Los mansos heredarán la tierra, pero no los derechos sobre los minerales”.
J. Paul Getty

Cuando las personas son libres de hacer lo que quieran, por lo general se imitan unos a otros”.
Eric Hoffer

Mucha gente rica no son más que empleados de limpieza de sus posesiones”.
Frank Lloyd

Cuando las ideas fallan, las palabras vienen muy prácticas”.
Goethe

“Quédate conmigo, quiero estar solo”.
Joey Adams

“La más clara prueba de que hay vida inteligente en otros planetas es que todavía no han venido a visitarnos”.
Sigmund Freud

"Yo divido a los críticos en dos clases: los malos y los que me elogian".

 “Me siento tan miserable sin ti, es casi como si estuvieras aquí”. 
Stephen
Bishop 

"¿En su país todavía hay caníbales?"
Pregunta de un periodista en una entrevista a Jorge Luis Borges.
"Ya no - contestó aquél -, nos los comimos a todos."

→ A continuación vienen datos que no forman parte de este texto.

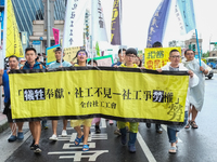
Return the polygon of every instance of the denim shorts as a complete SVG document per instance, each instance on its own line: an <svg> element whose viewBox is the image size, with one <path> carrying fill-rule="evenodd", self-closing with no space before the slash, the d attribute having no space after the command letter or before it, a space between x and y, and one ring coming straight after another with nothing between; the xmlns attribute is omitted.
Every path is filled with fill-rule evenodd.
<svg viewBox="0 0 217 162"><path fill-rule="evenodd" d="M181 129L183 129L187 123L188 123L188 111L184 111L184 121L181 125L173 125L173 124L168 124L167 127L175 130L175 131L180 131Z"/></svg>

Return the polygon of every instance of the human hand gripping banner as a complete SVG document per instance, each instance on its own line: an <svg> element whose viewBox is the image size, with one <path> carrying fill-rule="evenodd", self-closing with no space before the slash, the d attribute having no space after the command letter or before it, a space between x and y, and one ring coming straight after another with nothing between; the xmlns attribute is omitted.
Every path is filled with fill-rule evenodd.
<svg viewBox="0 0 217 162"><path fill-rule="evenodd" d="M11 70L12 118L183 122L189 76L112 67Z"/></svg>
<svg viewBox="0 0 217 162"><path fill-rule="evenodd" d="M181 48L150 48L144 50L144 67L146 69L162 68L169 62L169 52L178 50L181 54ZM181 62L181 59L180 59Z"/></svg>

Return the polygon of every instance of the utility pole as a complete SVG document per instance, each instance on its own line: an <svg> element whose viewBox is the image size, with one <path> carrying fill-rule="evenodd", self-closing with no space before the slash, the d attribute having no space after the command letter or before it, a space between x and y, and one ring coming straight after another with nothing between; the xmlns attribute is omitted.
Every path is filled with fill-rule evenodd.
<svg viewBox="0 0 217 162"><path fill-rule="evenodd" d="M47 0L47 48L51 45L50 0Z"/></svg>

“Hay dos cosas infinitas: el Universo y la estupidez humana, y del Universo no estoy seguro"
Albert Einstein

“Cuando Thatcher habla sin pensar, dice lo que piensa”.
Lord St. John de Fawsley refiriéndose a Margaret Thatcher

“Que George no era precisamente un académico ya lo sabíamos todos, pero que es tan iletrado, grosero y poco brillante es una sorpresa que apenas hemos descubierto durante su presidencia.” 
John Adams sobre George Washington

“Las batallas contra las mujeres son las únicas que se ganan huyendo”.
Napoleón Bonaparte.

“Lo malo de hacer sugerencias inteligentes es que uno corre el riesgo de que se les asigne para llevarlas a cabo”.
Gene Brown


“Adjunto dos entradas para el estreno de mi nueva obra, trae un amigo… si tienes alguno”. 
George Bernard Shaw a Winston Churchill 
“Posiblemente no pueda asistir la primera noche, asistiré a la segunda… si la hay”.